As the Journal-World reported, NextEra and engineering consulting firm Terracon near the end of 2022 conducted such testing activities without getting permission first. According to a memo from county planner Karl Bauer, a resident in the area complained late last year that NextEra and Terracon were driving metal beams into the ground well into the night for that work, sometimes as late as 10:30 p.m. That activity ceased shortly after the county found out about it, and the applicant submitted the permit applications in late January.

County leaders on Wednesday were interested in finding out why that work had taken place without the county being consulted. NextEra project developer William Wilkins, who submitted the permit application and addressed commissioners at Wednesday’s meeting, told commissioners the firm simply wasn’t aware of the permit process. In fact, Wilkins said this is the first and only time NextEra has ever been asked to apply for a temporary business use permit to conduct survey work like this in any community. Alan Anderson, an attorney with Kansas City’s Polsinelli Law Firm representing NextEra, echoed that claim.

But Commissioner Shannon Reid said more than once that she found it hard to believe that a company of NextEra’s size didn’t think about even asking for a permit, and Kelly wondered how actions like this would affect the public’s trust in the private company’s future activity.

“One of the things that I’m trying to establish is trust here, between NextEra as a company and the community,” Kelly said. “I understand that in the past, you haven’t had to do a temporary business use permit in other places. I believe that is true. However, I think if we were to grant this TBU, it would be in NextEra’s best practices, best efforts to try to create a sense of trust.”

County leaders approved multiple applications from NextEra for the same type of permit just last month, when the firm wanted to install devices that gauge the viability of a future wind energy project on properties in the southwestern portion of the county.

Commissioners weren’t the only ones who were skeptical — many members of the public were, too, and some wondered if this was a sign of how NextEra might continue to conduct business in the county moving forward.
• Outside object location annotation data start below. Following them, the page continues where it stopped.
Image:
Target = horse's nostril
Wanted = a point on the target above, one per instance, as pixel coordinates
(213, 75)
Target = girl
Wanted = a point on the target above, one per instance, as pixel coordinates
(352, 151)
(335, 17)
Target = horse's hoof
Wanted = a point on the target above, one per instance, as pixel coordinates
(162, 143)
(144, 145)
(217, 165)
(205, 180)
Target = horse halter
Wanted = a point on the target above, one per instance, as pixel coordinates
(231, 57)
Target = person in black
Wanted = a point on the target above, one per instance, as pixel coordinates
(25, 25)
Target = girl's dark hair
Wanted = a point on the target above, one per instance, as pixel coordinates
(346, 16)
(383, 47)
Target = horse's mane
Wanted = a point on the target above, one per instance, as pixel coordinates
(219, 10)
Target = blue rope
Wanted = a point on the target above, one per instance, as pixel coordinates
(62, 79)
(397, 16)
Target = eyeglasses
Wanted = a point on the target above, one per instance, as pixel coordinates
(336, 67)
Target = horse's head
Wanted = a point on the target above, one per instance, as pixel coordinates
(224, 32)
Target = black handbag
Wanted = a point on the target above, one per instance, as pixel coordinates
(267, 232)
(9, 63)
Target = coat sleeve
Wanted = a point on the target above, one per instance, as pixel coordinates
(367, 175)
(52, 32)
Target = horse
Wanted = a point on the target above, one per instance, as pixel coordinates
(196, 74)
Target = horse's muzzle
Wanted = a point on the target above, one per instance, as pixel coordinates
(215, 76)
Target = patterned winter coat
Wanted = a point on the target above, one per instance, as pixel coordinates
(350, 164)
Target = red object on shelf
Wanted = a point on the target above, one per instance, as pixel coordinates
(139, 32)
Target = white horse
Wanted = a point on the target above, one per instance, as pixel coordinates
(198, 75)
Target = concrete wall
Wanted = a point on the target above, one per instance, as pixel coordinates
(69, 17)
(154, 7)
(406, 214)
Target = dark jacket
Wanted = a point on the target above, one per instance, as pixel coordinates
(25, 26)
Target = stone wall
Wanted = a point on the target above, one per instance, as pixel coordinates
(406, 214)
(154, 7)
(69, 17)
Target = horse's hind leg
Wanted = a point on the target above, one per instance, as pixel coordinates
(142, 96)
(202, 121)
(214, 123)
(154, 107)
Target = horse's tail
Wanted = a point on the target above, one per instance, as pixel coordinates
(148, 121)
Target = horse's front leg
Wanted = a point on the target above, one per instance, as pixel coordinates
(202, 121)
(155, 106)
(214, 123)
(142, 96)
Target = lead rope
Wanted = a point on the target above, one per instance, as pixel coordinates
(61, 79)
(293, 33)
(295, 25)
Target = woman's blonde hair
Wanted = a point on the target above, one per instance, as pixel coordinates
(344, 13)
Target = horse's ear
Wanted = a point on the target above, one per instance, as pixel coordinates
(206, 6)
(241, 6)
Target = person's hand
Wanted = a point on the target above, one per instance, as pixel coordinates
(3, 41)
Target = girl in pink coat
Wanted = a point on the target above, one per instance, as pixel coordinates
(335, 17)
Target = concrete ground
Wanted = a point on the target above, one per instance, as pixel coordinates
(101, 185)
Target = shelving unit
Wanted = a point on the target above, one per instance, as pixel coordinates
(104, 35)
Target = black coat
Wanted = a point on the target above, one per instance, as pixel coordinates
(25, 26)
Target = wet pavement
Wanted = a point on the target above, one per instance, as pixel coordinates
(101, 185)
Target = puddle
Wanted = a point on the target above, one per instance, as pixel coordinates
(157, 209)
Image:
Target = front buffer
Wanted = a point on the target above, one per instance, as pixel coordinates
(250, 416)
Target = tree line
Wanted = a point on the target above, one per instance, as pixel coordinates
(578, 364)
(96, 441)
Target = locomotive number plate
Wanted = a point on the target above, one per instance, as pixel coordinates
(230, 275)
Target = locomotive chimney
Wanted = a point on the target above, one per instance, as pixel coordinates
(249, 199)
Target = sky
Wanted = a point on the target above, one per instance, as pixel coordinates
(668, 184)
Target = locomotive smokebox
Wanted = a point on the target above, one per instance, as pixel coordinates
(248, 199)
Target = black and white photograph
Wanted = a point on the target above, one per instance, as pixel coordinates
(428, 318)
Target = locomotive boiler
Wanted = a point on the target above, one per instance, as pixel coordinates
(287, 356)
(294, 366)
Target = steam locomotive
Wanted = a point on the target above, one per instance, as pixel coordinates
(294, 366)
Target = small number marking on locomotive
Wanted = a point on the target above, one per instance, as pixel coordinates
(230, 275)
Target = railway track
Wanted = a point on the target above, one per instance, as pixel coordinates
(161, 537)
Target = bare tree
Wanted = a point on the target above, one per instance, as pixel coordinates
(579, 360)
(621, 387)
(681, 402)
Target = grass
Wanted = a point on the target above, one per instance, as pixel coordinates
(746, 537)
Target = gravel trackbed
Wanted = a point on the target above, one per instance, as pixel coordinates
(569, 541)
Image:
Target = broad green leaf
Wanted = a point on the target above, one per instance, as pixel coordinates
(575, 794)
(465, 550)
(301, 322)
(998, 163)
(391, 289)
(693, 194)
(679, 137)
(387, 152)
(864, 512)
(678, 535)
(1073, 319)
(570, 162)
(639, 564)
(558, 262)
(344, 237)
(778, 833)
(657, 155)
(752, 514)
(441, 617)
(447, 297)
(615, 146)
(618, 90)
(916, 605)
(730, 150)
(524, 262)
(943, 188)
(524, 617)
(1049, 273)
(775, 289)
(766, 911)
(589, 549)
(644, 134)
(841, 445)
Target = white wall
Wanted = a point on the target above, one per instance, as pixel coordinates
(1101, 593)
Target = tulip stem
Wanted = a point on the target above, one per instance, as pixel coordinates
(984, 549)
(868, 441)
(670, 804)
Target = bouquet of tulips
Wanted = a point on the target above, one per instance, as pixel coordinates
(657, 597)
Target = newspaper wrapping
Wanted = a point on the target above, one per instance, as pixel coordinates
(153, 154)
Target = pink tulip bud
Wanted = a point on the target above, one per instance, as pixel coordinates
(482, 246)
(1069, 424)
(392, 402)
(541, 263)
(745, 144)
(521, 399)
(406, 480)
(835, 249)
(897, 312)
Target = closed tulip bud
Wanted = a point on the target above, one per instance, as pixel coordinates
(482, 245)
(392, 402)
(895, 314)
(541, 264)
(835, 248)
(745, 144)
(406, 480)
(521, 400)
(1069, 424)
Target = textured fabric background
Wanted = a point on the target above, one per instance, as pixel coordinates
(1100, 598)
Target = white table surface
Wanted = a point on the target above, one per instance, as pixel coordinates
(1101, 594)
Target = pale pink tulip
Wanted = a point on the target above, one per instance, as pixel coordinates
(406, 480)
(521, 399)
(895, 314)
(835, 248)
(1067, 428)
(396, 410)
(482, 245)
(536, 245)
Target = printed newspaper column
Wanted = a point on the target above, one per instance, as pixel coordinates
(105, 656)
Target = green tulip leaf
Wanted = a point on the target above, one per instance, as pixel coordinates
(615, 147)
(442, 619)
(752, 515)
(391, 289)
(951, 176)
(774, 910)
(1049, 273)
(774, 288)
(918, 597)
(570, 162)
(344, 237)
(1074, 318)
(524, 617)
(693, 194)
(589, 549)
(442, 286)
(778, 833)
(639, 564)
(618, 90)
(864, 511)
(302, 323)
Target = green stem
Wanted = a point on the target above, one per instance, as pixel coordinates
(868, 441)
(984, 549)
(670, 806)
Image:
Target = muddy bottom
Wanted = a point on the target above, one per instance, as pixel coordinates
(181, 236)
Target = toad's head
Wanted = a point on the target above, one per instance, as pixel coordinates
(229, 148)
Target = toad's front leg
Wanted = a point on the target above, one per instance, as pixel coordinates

Commissioners heard well over an hour of public comments.

Wilkins and a representative with Terracon confirmed that there was work taking place at 10:30 p.m. in one instance last year, and the representative blamed a “breakdown in communication” between the firm and third-party contractors. Wilkins said it wouldn’t happen again.

“Ultimately, we do want to build trust with the community,” Wilkins said after the public comment period closed. “We’ve been conducting extensive outreach and will continue to conduct outreach to try to have conversations, to try to understand what concerns we can potentially mitigate in project design if we are able to design a project that could move forward. Ultimately, we understand that buy-in from the community is important.”

County planning staff noted Wednesday that approving the permits doesn’t guarantee the approval of a future application for a utility-scale solar energy operation.

Wilkins also confirmed that the firm’s work since the county finalized its regulations for solar energy projects in April of last year has largely been survey work to see if its West Gardner Solar project would be viable. As the Journal-World previously reported, NextEra wants that project to span 3,000 acres across the Douglas-Johnson County line.

In other business, the commission:

* Voted to deny a conditional use permit to establish a quarry just southeast of Eudora at 1174 East 2300 Road, near the existing Hamm Quarry.

The vote came after more than two hours of presentations, commission discussion and public comment on the proposal. The joint Lawrence-Douglas County Metropolitan and Eudora planning commissions had twice voted nearly unanimously to recommend denying the proposal prior to Wednesday’s vote.